Desde los años 60 y hasta inicios de los 70 la artista expandió el uso de imágenes encontradas, inspirándose en reproducciones populares y baratas de temas nacionalistas y en imágenes de periódicos con escenas de crímenes, políticos, líderes religiosos y  e íconos de cultura popular internacional. Los recortes que coleccionaba, representaciones de representaciones, reproducidos de forma mecánica y desteñidos con el paso del tiempo, reflejan la sensibilidad  de la cultura nacional durante estas dos décadas, al tiempo que señalan la distancia física y virtual que en ese entonces separaba a Colombia de los centros de la cultura occidental.

A principios de la década de 1970, González empezó a pintar estas imágenes además de otras tomadas de maestros del renacimiento y el modernismo, sobre las superficies de muebles baratos de metal y madera, creando así algunas de sus obras más icónicas y célebres.

Pintora incómoda de la corte

El arte de González también está relacionado con la turbulenta historia política de Colombia. A inicios de los 80, su estrategia cambió al unísono con el clima cultural y político del país, que dio inicio a décadas marcadas por la corrupción, la fragmentación política, y la violencia.

En sus pinturas, valiéndose de la ironía y el humor, criticó la forma como el Gobierno se representaba a sí mismo en los medios de comunicación, particularmente, a los presidentes Julio César Turbay Ayala y Belisario Betancur.

Una imagen que encarna el dolor

La toma del Palacio de Justicia representa un punto de quiebre en la obra de González. En esta, reconoce que después de este hecho su posición política y artística cambió, “Colombia dejó de ser una comedia y se convirtió en una tragedia”.

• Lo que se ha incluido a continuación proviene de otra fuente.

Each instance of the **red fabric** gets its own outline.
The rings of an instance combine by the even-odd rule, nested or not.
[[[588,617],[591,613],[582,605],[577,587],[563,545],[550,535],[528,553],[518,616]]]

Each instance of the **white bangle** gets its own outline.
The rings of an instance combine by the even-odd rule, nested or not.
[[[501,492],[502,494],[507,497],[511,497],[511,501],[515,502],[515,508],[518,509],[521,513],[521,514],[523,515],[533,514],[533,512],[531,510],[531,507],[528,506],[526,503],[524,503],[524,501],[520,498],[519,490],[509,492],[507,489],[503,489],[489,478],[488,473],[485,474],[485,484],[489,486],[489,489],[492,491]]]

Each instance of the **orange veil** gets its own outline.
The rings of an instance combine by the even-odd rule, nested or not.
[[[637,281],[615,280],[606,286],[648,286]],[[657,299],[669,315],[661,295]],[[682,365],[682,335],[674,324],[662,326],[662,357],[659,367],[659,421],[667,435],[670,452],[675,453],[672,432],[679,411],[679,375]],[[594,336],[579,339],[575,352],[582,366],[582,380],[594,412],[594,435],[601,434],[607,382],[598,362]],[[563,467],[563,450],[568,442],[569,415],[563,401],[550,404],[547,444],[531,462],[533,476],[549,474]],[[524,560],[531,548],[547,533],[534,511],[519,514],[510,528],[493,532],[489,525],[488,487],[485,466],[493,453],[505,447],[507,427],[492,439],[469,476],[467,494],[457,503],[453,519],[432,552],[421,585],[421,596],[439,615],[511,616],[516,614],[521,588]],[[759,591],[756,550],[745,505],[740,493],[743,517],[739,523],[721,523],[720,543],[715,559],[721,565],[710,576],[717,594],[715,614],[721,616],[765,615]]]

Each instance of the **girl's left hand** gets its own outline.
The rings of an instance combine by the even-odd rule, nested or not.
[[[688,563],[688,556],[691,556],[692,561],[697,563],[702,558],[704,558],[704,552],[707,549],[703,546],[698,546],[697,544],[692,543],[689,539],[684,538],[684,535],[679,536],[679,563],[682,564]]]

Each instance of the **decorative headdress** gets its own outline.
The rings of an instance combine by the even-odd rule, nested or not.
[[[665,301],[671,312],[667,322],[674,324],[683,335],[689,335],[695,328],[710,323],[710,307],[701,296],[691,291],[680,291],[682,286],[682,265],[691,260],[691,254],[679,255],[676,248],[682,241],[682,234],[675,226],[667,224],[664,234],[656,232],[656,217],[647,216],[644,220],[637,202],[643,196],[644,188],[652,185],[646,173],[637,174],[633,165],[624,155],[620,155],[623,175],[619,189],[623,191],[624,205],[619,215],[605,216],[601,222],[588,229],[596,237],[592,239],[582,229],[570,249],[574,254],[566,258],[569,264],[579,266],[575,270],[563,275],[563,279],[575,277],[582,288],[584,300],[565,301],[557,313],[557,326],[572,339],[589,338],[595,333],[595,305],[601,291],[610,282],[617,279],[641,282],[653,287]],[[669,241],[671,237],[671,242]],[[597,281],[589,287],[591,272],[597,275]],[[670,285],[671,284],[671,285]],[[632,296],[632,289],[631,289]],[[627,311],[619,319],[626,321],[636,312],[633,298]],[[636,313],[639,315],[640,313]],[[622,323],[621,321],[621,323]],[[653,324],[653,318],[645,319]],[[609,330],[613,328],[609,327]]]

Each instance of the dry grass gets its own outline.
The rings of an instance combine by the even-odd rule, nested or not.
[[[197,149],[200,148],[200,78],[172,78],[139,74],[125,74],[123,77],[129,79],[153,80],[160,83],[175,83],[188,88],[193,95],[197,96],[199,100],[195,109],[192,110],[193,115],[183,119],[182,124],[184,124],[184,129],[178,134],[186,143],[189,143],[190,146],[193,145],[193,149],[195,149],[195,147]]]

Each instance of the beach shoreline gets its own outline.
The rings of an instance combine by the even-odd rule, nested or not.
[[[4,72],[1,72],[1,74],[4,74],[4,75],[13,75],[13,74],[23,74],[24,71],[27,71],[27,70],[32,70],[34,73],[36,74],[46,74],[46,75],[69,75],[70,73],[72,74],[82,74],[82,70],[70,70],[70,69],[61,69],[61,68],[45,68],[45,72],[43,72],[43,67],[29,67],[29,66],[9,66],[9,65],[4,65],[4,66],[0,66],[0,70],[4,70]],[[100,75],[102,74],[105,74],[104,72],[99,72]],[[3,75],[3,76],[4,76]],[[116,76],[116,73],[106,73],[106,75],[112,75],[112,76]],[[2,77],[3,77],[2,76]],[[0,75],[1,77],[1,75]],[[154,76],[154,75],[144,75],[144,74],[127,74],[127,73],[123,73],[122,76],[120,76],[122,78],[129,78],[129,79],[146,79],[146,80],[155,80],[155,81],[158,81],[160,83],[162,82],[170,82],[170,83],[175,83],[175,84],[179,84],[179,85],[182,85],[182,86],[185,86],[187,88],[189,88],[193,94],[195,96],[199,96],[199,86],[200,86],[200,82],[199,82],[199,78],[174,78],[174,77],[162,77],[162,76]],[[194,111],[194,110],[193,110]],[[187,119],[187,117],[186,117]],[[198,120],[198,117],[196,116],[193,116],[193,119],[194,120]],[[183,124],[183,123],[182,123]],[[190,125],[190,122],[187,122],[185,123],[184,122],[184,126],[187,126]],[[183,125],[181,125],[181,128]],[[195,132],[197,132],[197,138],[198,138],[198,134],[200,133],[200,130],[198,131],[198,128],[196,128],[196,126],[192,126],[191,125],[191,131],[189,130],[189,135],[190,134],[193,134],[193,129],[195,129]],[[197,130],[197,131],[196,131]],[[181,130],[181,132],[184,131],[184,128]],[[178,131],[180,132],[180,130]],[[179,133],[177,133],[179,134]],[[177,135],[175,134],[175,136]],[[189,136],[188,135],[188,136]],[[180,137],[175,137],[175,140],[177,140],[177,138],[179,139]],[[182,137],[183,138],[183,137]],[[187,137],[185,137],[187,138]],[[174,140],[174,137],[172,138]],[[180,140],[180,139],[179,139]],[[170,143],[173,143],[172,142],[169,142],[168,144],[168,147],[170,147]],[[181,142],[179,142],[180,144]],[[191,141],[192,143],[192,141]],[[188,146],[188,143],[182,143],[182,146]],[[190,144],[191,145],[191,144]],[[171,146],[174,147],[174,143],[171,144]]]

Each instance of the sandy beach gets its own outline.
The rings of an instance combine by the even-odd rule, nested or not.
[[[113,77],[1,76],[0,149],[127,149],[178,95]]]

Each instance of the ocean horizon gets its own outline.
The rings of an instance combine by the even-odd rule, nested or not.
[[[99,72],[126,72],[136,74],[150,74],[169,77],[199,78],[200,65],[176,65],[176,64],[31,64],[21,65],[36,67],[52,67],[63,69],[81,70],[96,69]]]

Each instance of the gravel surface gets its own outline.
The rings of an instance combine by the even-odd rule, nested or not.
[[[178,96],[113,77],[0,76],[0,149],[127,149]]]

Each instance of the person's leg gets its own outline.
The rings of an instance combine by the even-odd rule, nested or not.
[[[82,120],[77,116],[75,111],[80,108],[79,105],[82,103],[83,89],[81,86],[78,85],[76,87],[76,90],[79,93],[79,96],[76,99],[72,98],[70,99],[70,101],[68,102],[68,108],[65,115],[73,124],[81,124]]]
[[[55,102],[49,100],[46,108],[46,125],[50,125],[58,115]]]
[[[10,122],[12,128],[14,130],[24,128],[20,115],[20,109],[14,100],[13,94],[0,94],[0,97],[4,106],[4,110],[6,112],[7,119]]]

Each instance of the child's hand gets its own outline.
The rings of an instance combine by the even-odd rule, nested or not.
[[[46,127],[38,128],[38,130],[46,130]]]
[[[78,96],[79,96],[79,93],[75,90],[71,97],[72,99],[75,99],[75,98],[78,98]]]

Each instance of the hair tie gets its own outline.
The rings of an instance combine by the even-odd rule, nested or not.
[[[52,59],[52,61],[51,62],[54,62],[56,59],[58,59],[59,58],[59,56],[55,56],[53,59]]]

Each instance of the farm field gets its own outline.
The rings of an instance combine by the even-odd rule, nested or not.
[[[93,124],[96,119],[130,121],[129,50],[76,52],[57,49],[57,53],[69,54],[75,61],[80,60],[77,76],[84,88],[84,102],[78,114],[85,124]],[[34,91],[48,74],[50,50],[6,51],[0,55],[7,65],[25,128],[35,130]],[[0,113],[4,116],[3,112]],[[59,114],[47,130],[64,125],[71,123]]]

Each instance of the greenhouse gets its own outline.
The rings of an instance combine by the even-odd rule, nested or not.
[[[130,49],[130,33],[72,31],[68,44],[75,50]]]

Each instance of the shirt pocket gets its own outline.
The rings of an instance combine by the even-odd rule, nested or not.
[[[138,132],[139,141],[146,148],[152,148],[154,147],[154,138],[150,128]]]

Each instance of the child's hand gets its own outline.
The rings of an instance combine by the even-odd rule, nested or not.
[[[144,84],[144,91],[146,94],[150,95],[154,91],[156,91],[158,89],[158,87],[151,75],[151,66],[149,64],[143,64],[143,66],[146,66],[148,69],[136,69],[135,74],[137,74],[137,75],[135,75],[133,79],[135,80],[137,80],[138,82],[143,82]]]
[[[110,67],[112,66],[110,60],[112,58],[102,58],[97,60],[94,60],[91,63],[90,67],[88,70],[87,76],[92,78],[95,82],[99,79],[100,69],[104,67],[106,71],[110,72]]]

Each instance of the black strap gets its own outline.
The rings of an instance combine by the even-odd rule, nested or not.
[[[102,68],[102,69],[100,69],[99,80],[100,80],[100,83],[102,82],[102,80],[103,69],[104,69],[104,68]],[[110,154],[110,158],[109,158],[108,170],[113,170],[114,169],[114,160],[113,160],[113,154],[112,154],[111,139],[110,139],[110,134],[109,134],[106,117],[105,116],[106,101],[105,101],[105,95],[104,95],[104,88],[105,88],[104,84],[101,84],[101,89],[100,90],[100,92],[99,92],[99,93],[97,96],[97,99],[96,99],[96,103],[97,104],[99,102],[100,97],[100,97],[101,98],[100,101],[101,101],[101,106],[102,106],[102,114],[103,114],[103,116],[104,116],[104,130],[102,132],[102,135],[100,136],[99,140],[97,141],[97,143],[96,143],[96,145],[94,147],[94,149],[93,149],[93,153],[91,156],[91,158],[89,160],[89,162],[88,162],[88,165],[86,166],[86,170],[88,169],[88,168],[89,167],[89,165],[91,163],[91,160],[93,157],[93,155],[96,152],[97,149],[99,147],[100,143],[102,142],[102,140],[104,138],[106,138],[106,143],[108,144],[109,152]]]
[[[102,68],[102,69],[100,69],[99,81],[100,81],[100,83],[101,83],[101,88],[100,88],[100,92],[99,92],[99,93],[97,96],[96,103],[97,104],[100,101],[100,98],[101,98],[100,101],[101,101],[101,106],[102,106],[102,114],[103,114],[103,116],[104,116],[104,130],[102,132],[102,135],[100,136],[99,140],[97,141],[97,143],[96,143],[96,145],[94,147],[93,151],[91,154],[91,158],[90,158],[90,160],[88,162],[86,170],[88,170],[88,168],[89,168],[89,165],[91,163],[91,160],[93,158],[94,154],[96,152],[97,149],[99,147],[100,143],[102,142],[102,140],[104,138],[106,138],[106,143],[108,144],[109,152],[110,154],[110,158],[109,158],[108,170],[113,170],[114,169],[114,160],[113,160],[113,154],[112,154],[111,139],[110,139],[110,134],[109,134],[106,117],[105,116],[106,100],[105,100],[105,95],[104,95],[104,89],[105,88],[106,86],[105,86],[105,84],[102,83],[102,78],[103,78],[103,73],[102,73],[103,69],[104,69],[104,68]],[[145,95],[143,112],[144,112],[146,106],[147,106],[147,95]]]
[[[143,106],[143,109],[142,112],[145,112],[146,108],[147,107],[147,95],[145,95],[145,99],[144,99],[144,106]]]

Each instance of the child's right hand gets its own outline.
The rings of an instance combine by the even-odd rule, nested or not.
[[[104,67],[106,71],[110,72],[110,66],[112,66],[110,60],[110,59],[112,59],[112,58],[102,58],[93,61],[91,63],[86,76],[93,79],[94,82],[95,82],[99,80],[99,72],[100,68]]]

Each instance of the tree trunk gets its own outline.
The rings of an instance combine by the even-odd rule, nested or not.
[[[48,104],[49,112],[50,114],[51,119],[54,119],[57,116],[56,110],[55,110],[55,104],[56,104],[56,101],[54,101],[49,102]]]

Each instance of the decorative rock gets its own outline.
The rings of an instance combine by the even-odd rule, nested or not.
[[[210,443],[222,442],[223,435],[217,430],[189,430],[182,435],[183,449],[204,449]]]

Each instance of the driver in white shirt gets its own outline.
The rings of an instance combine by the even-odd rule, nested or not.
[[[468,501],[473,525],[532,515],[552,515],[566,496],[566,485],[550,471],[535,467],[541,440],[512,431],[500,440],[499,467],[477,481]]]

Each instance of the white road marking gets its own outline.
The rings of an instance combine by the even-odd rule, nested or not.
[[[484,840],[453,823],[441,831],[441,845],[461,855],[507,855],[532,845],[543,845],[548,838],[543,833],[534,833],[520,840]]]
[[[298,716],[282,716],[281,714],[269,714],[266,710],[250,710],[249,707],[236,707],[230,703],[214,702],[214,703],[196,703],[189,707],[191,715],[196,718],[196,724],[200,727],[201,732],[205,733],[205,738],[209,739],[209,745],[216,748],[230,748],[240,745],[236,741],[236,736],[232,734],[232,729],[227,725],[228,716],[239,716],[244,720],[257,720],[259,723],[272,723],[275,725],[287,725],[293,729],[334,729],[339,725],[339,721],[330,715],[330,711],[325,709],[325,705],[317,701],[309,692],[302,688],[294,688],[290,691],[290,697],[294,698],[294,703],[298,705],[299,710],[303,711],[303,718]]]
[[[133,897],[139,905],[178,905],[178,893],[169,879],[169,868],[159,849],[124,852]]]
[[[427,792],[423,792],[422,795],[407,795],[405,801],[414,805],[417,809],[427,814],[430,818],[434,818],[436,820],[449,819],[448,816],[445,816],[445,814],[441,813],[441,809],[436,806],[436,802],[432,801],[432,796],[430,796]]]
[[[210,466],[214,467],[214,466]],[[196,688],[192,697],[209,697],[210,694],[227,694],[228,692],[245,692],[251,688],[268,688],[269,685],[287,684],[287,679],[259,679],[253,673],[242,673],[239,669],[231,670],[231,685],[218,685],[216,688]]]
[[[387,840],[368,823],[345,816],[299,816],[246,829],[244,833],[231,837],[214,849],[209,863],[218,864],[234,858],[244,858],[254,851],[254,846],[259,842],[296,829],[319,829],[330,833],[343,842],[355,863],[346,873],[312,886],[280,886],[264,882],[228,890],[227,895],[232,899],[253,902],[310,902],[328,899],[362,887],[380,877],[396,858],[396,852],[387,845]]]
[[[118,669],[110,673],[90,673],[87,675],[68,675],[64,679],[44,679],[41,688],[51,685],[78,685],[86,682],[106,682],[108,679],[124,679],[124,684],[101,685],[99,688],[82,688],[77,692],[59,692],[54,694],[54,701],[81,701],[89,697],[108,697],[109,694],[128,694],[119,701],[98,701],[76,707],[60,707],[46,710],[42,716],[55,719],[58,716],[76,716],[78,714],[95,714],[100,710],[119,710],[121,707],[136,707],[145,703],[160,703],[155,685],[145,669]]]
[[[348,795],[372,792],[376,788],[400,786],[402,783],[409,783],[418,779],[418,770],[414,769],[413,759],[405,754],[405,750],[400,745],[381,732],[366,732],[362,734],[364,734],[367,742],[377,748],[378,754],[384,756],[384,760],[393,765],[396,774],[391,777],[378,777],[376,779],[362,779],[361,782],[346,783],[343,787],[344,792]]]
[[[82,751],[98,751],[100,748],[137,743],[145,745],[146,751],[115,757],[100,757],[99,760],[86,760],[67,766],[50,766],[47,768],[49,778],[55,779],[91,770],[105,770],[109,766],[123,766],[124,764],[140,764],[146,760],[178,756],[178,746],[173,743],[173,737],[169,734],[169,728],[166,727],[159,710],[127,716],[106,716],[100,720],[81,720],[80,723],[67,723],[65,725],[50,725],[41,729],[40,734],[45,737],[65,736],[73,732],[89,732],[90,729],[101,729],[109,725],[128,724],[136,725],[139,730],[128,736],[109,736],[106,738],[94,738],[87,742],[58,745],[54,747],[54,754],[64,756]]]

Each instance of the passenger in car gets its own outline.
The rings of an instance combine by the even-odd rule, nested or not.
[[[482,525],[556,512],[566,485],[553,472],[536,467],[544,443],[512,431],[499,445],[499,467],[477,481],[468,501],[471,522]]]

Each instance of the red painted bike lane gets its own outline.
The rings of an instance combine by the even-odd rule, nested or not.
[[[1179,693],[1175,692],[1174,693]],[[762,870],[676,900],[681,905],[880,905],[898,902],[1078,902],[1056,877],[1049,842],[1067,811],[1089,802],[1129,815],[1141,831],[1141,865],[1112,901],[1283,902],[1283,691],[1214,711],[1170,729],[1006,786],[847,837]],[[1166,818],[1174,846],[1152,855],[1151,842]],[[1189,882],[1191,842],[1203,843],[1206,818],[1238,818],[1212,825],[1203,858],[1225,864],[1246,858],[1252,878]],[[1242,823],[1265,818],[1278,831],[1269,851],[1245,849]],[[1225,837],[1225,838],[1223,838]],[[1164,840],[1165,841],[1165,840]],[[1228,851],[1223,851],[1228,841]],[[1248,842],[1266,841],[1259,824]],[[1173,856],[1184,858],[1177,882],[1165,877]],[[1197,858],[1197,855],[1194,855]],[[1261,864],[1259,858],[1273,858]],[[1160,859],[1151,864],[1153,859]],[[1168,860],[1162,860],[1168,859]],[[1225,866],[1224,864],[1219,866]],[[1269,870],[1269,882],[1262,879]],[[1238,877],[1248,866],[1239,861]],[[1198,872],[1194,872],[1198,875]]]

De ahí en adelante su obra se centraba en la representación de los personajes del conflicto, especialmente, las víctimas. Así, abandonó lo que ella llamaba los colores “alegres” como los rosas y naranjas, y en su lugar introdujo tonalidades que abarcaban un amplio espectro de intensos verdes, azules, amarillos, morados, negros, vino tintos y marrones; colores densos y lúgubres directamente asociados con la sangre y la muerte.

En esta exhibición se podrán ver varios ejemplos de la serie Las Delicias, producida en entre 1996 y 1997, basada en imágenes de las afligidas madres de 60 soldados secuestrados por las Farc en la base militar del pueblo de Las Delicias, cautivos durante 288 días. La serie también incluye un autorretrato desnudo en el que la artista se muestra a sí misma con las manos sobre los ojos. González ha manifestado que su intención durante este periodo era: “inventar una imagen que encarnara el dolor.”

“Gracias a su espíritu crítico, su búsqueda transgresora, su disposición siempre atenta al diálogo y su importante labor educativa, varias generaciones de historiadores, artistas y educadores de museos han podido nutrirse de su visión. Esperamos que esta exposición sea para la maestra Beatriz González una muestra del profundo cariño y la inmensa gratitud que le tenemos”.